# Red Tails (2012)



## Starbeast (Aug 1, 2011)




----------



## biodroid (Aug 1, 2011)

Can't see the trailer. What's it about? Does the SFX look good?


----------



## Moonbat (Aug 1, 2011)

wow! that looks good. I'm not a huge fan of WWII (is it WWII?) films or even a big fan of planes, but that got me going.

I think, from seeing the trailer, that it is about a group of black fighter pilots being used to protect bombers in WWII, looks like a rousing anti-racism movie with plenty of CGI dogfighting and explosions.  Looks really good though.


----------



## The Ace (Aug 1, 2011)

I love it, "Inspired by true events."

This is one h*ll of a story (the Tuskegee Airmen) and has already been done quite well, now Hollywood's playing fast and loose with _American _history.

The facts;

The US didn't believe Blacks were intellectually capable of becoming fighter pilots, but many volunteered.

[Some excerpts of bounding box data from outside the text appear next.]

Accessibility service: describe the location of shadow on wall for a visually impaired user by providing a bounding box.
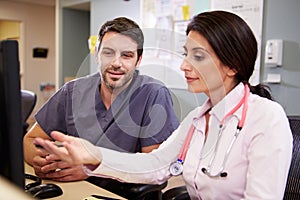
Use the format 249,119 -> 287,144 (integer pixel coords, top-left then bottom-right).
169,88 -> 207,121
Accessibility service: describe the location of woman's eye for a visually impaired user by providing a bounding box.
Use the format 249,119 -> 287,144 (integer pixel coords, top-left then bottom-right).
102,51 -> 114,56
194,55 -> 204,61
122,53 -> 133,58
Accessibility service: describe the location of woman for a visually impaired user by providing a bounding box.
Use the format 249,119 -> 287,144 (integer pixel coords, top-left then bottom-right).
35,11 -> 292,199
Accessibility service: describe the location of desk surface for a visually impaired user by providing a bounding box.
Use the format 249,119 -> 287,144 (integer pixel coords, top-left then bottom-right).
25,164 -> 124,200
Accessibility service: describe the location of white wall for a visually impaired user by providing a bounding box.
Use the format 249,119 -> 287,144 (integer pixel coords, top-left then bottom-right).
0,1 -> 55,109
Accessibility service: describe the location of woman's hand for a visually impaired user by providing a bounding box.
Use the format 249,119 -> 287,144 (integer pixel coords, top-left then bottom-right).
34,131 -> 102,165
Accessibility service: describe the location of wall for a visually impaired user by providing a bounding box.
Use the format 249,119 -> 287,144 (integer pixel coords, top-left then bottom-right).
0,1 -> 55,111
262,0 -> 300,115
60,8 -> 90,83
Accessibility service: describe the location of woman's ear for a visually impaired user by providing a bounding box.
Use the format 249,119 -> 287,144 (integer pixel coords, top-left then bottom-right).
226,66 -> 237,77
94,45 -> 99,64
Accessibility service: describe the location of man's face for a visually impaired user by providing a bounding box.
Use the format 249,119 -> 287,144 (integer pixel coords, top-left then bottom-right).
98,32 -> 140,90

Tuskegee AFB was set up to reinforce this by setting up a training regime so rigorous that trainees were expected to, 'Wash out.' Only Blacks were sent there.

The result was the 332nd Fighter Group, the only all-Black fighter formation in the USAAF.  Distinguished by the red-painted tails of their aircraft, it was their  proud boast that they never lost a bomber while on escort duty (an alternative figure of 25 bomber losses over 200+ missions is still very impressive, by anybody's standards).


----------



## Moonbat (Aug 1, 2011)

It sounds like, in their efforts to ensure no black became pilots, that they actually got a small group of pilots that were better than their white equivalents by virtue of a harder training regime, therefore making a case that white pilots were not good enough.


----------



## Starbeast (Aug 2, 2011)

Tuskegee Airman Tribute


----------



## Starbeast (Dec 11, 2011)

*Red Tails* will be released in January, I can hardly wait!  It's almost here!


----------